One of Britain’s biggest thinktanks has called for Individual Savings Accounts to be scrapped following an independent analysis.
The Institute for Public Policy Research says that ISAs have failed to encourage consumers to save because new research shows that more than half of the households in the UK have inadequate savings.
Figures from the body show that among low to middle income families around 50% have less than one month’s gross income in savings, while 44% of families who earn less than £200 a week have no form of savings.
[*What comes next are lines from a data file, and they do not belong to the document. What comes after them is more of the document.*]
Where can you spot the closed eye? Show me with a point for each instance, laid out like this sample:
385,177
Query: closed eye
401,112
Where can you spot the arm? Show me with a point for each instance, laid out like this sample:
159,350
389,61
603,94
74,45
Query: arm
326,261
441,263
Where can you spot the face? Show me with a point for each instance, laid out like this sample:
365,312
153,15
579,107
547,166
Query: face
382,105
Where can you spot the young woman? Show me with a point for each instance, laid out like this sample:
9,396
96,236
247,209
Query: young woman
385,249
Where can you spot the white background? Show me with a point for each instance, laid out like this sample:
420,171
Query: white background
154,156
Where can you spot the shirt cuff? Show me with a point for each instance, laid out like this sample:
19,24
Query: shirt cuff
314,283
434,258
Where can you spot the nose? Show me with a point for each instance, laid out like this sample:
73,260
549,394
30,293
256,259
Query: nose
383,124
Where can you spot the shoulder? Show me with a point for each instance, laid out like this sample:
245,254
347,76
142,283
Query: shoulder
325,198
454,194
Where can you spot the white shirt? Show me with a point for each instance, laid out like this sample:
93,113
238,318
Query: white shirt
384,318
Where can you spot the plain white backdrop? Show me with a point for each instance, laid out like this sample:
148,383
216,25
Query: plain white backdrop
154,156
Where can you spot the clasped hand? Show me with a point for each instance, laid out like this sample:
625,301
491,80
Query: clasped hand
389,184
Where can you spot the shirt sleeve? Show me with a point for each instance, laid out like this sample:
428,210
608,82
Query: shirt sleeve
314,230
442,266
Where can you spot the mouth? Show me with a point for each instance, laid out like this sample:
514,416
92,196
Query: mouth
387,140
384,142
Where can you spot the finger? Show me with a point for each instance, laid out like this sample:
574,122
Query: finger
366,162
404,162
Although ISAs were first introduced in 1999 to encourage consumers to save, less than a third of families who earn below £600 a week own an ISA.
Following the Office for Budget Responsibility‘s forecast for a decline in savings, the thinktank suggests that a new form of “lifetime bonus saving accounts” should be introduced to replace ISAs.
“Our research shows that people on low to middle incomes want simple savings accounts with few terms and conditions, little in the way of small print and paying an easily understandable reward,” commented IPPR director Nick Pearce.
“The current tax relief given to higher-income earners could be withdrawn without reducing their propensity to save. Instead, these funds could be used to increase saving by low to middle-income families and boost aggregate saving to improve the UK’s saving ratio at no extra cost to the government.”
According to the body, the new “lifetime bonus savings account” would offer a bonus on a sliding scale, starting at £1 for every £10 deposited for the first £1000, however the amount would be capped once £3000 is saved.